The Campaign to Suppress Bandits in Central and Southern China (中南剿匪) was a counter-guerrilla / counterinsurgency campaign the communists fought against the Nationalist guerrillas that mostly consisted of anti-Communist irregular forces and Nationalist regular troops left behind after the Nationalist government withdrew from mainland China.  The campaign was fought during the Chinese Civil War in the post-World War II era in six Chinese provinces: Henan, Hubei, Hunan, Jiangxi, Guangdong and Guangxi, and resulted in a Communist victory.

Strategies

Nationalist strategies
Like other attempts by the Nationalists to wage guerrilla and insurgency warfare against the Communists after being driven from power in China, its strategic miscalculations contributed as much, if not more, to their eventual defeat than their opponents' military and political victories.

At the close of World War II, the Nationalist government--weakened by years of war with both the Japanese and Communist guerrillas--came to an agreement with surrendering Japanese forces. The agreement was that the Japanese would not surrender to Communist authorities but to Nationalist generals and, since the Nationalists did not have sufficient troops to garrison the territory formerly occupied by the Japanese--nor the means to get them there even if they had enough--they allowed the Japanese to keep their weapons and, in fact, "police" the areas they formerly occupied, to keep them from falling into the hands of the Communists. This resulted in further alienation from and resentment against the Nationalist government by the local population, which had already blamed the Nationalists for losing large chunks of the country to the Japanese invaders during the war. Half a decade later, when the Nationalists were driven from mainland China, they made the same miscalculation: they enlisted the help of local "guerrilla" fighters--who were mostly bandit gangs--to fight the Communists, and ordered surviving Nationalist troops to join these units. However, the bandits were feared and hated by the local populace they had robbed and terrorized for so long, and the sight of Nationalist troops fighting with these forces instead of against them did not help to win the "hearts and minds" of the general population. In fact, it achieved exactly the opposite effect, strengthening popular support for their Communist enemy.  

The second strategic miscalculation made by the Nationalist government was also similar to the one it made immediately after World War II when it attempted to simultaneously solve (a) the warlord problem that had plagued China for so long and (b) the problem of exterminating Communists.

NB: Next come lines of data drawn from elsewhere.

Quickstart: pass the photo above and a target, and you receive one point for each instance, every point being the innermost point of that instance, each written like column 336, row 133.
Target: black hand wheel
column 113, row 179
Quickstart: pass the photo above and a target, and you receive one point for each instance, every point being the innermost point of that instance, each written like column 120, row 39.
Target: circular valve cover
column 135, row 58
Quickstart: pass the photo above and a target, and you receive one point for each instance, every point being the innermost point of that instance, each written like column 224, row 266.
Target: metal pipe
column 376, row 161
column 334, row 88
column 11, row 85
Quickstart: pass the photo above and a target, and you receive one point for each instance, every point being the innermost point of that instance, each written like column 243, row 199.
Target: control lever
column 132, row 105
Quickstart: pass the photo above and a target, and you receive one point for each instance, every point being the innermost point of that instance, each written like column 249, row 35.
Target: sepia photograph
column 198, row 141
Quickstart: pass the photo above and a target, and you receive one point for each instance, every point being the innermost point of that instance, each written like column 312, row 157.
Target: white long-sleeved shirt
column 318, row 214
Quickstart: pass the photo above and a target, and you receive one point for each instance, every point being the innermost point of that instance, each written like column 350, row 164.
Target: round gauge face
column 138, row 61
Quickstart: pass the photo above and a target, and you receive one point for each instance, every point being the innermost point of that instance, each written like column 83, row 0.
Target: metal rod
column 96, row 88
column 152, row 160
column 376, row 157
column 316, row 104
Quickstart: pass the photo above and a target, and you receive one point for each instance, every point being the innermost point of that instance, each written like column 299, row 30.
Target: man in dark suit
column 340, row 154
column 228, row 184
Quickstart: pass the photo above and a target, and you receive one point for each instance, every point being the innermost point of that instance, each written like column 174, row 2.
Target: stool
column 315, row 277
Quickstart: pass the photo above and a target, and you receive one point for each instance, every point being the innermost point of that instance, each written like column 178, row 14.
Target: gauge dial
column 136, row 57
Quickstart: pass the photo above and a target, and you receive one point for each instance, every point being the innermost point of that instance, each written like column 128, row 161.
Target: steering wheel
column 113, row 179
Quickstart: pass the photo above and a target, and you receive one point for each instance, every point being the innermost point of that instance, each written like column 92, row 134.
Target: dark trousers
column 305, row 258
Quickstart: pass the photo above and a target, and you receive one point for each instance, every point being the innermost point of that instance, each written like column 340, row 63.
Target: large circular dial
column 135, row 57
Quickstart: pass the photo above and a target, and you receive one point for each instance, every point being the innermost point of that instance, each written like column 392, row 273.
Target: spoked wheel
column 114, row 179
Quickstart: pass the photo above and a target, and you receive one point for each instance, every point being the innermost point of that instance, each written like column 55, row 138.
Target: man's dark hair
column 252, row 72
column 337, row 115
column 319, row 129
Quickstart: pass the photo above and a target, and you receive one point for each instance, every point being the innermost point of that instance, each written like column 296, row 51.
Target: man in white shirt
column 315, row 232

The warlords allied with Chiang Kai-shek's Nationalist government were interested solely in keeping the power, riches and influence they had, and when the invading Japanese offered to let them keep their power and privilege in exchange for their collaboration, they immediately defected to the Japanese.  After World War II, these warlords returned to the Nationalist camp for the same reason they defected to the Japanese. Chiang was caught in a bind--as much as he wanted to pay back these warlord generals who had once betrayed him, to do so would have alienated other factions within the Nationalist ranks. Also, these men did have considerable military power, and could still help the Nationalists by holding on to territory that Chiang's government was unable to, and fighting off the Communists. Chiang's idea was that both his warlord and Communist enemies would be weakened by fighting each other.  In addition, Chiang knew that the warlord forces the Nationalist governments had failed to eradicate were not prime candidates for evacuation to Taiwan half a decade later, and using them to fight the Communists appeared to be the only logical alternative.  If the Communists were greatly weakened by fighting the bandits, it would make it easier for the Nationalists to retake China.  If the bandit gangs were defeated, it would make it easier for the Nationalists to eliminate them after they had retaken China. However, just like those warlords, the bandits were also only interested in keeping their own power, and did not put any real effort in fighting the Communists in the way that some of the Nationalists who were still fighting for their "cause".  The eradication of bandits by the Communist government only served to strengthen support for them among the people, since no previous governments, dating back to the Qing Dynasty, had been able to do so.
 [
{
  "type": "ExternalData",
  "service": "geoshape",
  "ids": "Q43684,Q46862,Q45761,Q57052,Q15175,Q15176",
"properties": 
       { "fill": "#000080",  
       "fill-opacity": 0.4,
       } 

}
] 
The third strategic miscalculation made by the retreating Nationalist government was similar to the second one, but this concerned its own troops which had been left behind. The Nationalist government faced a dilemma: its best, most highly trained and disciplined troops were desperately needed to defend Taiwan, the last Nationalist sanctuary. Its less disciplined, motivated and experienced troops were definitely not suited for that particular task, and were not given top priority for evacuation.  Instead, they were left behind to fight the Communists behind enemy lines. What this did, however, was to alienate and demoralize those very troops, and it was impossible to expect them to fight their Communist enemy with the same motivation and fervor that the more dedicated Nationalist troops did. Compounding the problem was the fact that the bandit gangs these troops were to work with, because of their knowledge of the local terrain and populace, were often rewarded with higher ranks and more pay than the regular Nationalist troops received. As a result, the Nationalist troops--who were now "guerrilla fighters"--lacked the willingness to work together with the bandits they once hunted down, especially when many of these same bandit gangs had killed their fellow soldiers during previous eradication / pacification campaigns. Many loyal Nationalists were enraged by the fact that they now had to take orders from the very bandit leaders they had once fought. For their part, the bandit leaders felt similarly about their former enemies, and often used these troops in particularly dangerous missions in order to minimize casualties to their own men.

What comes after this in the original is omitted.